Marks & Spencer and Burberry featured on a shortened fallers board today as the wider London market made decent gains following an encouraging debt auction in beleaguered Spain.
The FTSE 100 Index closed 100.7 points higher at 5,766.9 as better-than-expected corporate earnings and strong homebuilding data from the US also lifted sentiment.
Banks were the beneficiaries of the improved sentiment, after slumping on Monday on fears that Spain’s implied cost of borrowing is creeping higher towards unsustainable levels.
Barclays lifted 9.8p to 220.6p, while Royal Bank of Scotland was 0.9p higher at 25.2p and Lloyds Banking Group added 1.3p to 30.95p.
Marks & Spencer shares were in the spotlight after chief executive Marc Bolland reported like-for-like sales fell 0.7% in the 13 weeks to March 31, disappointing the City after growth in the previous quarter. The company’s shares were 2% or 9p lower at 358.7p.
There was an even bigger fall for luxury goods firm Burberry, although the decline in the wake of second-half sales figures followed a record high for the stock on Monday.

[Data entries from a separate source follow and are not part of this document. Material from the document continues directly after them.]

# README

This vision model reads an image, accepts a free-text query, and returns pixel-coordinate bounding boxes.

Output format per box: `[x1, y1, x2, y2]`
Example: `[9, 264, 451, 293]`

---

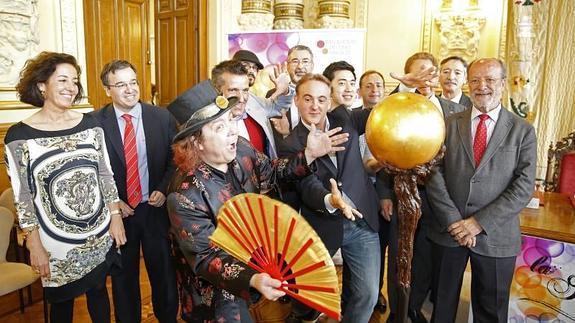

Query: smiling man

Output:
[427, 58, 536, 323]
[92, 60, 178, 323]
[322, 60, 357, 109]
[278, 73, 381, 323]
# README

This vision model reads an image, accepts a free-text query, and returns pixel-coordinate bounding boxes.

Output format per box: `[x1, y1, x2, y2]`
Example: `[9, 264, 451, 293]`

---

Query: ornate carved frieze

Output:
[434, 9, 486, 62]
[0, 0, 40, 87]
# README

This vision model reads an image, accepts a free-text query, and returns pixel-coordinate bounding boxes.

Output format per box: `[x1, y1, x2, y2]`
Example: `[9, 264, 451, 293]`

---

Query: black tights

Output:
[49, 282, 111, 323]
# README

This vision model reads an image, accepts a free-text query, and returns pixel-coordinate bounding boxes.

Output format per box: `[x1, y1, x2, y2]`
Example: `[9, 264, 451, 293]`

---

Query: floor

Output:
[0, 256, 472, 323]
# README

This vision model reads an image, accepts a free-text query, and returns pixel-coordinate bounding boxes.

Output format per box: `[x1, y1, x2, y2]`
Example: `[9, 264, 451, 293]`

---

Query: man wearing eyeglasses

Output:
[92, 60, 178, 323]
[426, 58, 536, 322]
[267, 45, 315, 135]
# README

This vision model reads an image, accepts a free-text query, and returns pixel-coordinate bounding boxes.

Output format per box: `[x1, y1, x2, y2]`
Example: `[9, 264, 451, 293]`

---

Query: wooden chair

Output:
[0, 206, 40, 314]
[0, 188, 49, 321]
[545, 131, 575, 194]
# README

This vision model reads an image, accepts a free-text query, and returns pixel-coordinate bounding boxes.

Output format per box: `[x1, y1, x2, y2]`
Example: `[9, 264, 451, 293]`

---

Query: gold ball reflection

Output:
[366, 92, 445, 169]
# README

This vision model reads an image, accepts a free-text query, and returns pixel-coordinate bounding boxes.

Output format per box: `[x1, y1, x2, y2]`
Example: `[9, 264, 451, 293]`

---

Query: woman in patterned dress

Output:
[165, 80, 350, 322]
[4, 52, 126, 323]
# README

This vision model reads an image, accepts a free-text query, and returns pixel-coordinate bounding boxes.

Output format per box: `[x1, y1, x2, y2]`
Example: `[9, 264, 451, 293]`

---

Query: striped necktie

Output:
[122, 114, 142, 208]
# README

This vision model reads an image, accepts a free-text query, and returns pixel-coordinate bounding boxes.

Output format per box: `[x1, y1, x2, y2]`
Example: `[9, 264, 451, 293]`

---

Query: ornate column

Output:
[508, 1, 539, 123]
[237, 0, 274, 31]
[315, 0, 353, 29]
[434, 0, 486, 62]
[273, 0, 304, 30]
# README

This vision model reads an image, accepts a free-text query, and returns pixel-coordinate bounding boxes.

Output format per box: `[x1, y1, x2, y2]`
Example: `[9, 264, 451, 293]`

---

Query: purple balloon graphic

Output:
[266, 42, 290, 65]
[523, 246, 551, 268]
[242, 34, 272, 53]
[535, 239, 565, 258]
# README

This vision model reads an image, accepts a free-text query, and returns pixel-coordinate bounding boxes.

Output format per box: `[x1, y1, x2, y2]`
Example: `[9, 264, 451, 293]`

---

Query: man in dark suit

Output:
[385, 52, 466, 323]
[439, 56, 473, 109]
[278, 71, 380, 323]
[92, 60, 178, 323]
[427, 58, 537, 322]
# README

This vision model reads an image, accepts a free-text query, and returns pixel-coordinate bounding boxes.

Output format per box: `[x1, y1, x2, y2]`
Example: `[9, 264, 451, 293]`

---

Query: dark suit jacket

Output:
[458, 93, 473, 109]
[91, 102, 177, 207]
[426, 107, 537, 258]
[277, 106, 379, 250]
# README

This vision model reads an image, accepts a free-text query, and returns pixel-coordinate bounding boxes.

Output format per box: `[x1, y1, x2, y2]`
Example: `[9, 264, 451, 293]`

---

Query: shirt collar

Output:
[300, 117, 330, 132]
[114, 102, 142, 121]
[471, 103, 501, 122]
[441, 91, 463, 104]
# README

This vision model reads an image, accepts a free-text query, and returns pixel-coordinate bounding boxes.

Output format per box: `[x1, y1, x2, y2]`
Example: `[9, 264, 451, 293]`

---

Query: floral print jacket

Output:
[167, 137, 311, 321]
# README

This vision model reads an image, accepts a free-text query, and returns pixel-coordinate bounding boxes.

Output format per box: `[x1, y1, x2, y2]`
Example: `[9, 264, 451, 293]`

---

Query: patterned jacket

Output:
[166, 137, 311, 321]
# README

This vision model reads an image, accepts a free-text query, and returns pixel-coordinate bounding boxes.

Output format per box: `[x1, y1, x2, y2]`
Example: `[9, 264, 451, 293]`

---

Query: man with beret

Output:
[165, 79, 351, 322]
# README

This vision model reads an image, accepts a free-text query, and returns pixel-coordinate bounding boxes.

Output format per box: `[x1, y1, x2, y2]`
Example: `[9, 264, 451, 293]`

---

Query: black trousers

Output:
[377, 215, 390, 301]
[50, 280, 110, 323]
[430, 241, 516, 323]
[112, 203, 178, 323]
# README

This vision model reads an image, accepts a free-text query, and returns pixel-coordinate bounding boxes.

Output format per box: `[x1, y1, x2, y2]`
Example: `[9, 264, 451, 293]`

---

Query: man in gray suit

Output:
[427, 58, 537, 322]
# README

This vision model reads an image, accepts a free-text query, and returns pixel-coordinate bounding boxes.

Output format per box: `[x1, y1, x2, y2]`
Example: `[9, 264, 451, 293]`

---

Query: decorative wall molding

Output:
[0, 0, 40, 88]
[59, 0, 79, 57]
[434, 9, 486, 62]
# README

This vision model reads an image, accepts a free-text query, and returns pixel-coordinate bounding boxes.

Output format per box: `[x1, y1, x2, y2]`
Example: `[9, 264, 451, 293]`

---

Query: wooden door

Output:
[84, 0, 152, 110]
[155, 0, 207, 107]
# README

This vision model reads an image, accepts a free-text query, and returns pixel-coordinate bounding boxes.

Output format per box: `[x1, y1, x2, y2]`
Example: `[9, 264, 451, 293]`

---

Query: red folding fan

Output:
[209, 193, 341, 320]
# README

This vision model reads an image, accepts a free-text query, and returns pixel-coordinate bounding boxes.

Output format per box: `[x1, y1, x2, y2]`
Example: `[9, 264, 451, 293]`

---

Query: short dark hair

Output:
[16, 51, 84, 107]
[295, 73, 331, 94]
[404, 52, 437, 74]
[322, 61, 356, 82]
[211, 60, 248, 92]
[440, 56, 468, 70]
[100, 60, 137, 86]
[287, 45, 313, 59]
[467, 58, 507, 79]
[359, 70, 385, 88]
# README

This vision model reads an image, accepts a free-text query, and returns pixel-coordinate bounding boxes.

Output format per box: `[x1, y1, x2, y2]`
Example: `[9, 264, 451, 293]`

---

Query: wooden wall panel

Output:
[0, 124, 10, 192]
[156, 18, 175, 104]
[155, 0, 207, 107]
[84, 0, 151, 110]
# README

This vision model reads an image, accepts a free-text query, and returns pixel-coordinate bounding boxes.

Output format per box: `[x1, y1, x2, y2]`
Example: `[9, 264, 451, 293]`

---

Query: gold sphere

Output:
[366, 92, 445, 169]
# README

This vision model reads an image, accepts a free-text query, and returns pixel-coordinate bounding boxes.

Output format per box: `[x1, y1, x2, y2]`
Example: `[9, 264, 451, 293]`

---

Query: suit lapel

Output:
[102, 104, 126, 166]
[476, 108, 512, 170]
[456, 109, 475, 167]
[141, 103, 154, 174]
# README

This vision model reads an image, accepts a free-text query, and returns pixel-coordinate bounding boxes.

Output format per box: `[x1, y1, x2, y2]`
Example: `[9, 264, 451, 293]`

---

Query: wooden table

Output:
[520, 192, 575, 244]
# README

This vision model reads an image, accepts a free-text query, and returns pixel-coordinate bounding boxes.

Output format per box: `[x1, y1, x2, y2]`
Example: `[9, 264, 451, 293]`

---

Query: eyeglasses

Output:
[107, 80, 139, 90]
[288, 59, 312, 67]
[468, 78, 502, 86]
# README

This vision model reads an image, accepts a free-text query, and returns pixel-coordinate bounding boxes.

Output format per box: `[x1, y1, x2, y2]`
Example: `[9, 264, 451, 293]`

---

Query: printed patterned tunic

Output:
[4, 114, 119, 287]
[167, 137, 311, 322]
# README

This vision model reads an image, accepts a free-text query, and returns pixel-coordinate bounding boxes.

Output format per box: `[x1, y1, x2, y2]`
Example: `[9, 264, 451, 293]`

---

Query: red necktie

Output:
[473, 114, 490, 167]
[122, 114, 142, 208]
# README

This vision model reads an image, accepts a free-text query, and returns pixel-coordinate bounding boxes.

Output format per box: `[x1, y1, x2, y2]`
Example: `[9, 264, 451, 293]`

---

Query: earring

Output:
[40, 90, 46, 99]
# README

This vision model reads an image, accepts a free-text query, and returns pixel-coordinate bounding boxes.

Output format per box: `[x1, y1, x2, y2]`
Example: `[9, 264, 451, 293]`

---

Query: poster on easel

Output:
[227, 29, 366, 103]
[469, 235, 575, 322]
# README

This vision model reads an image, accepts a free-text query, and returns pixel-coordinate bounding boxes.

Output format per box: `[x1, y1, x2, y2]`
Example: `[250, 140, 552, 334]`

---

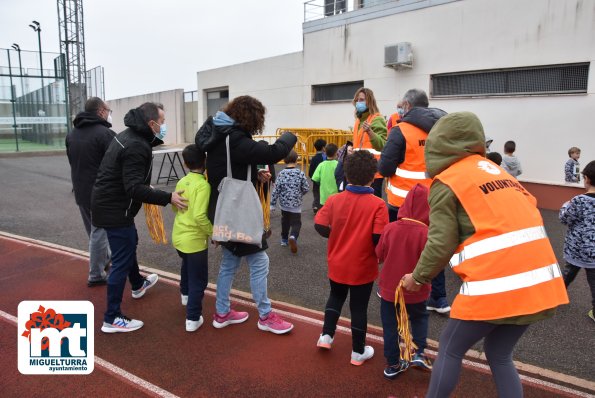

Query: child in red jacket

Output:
[314, 150, 389, 366]
[376, 183, 432, 379]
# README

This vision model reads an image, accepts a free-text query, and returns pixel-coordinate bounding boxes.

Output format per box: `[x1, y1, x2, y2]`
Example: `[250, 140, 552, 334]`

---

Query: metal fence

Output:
[0, 48, 69, 152]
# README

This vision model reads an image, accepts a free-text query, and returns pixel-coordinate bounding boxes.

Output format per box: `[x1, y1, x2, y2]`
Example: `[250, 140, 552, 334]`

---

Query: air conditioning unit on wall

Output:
[384, 42, 413, 69]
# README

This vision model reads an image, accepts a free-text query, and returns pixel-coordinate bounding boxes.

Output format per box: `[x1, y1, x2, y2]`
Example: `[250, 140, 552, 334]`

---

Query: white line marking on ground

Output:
[0, 309, 180, 398]
[2, 230, 594, 396]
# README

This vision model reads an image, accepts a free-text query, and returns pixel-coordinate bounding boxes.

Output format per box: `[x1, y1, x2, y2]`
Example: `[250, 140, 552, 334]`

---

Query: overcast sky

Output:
[1, 0, 305, 100]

Shares fell 6% or 94p to £14.92.
Daily Mail & General Trust was the biggest faller in the FTSE 250 Index after it disappointed investors by warning that profits for the first half of its financial year will be lower than in 2011. Shares fell 5% or 21.3p to 423.3p.
The biggest Footsie risers included Antofagasta up 56p at £11.76, Anglo American up 101p at 2,328.5p and Vedanta Resources ahead 52p at £12.14.
Among the biggest Footsie fallers were Imperial Tobacco down 31p at £24.47 and Sage Group off 3.2p at 283.2p.
Stuart Lamont, of investment manager and financial planning specialist Brewin Dolphin in Aberdeen, noted Amec climbed 4.4% to £11.18, Stagecoach Group gained 3.7% to 249.75p and First Group rose 3.1% to 204p.
Among the fallers, A.G. Barr dropped 3.2% to 1,162.5p, Parkmead Group fell 0.6% to 20.75p and EnQuest lost 0.2% to finish at 123.6p.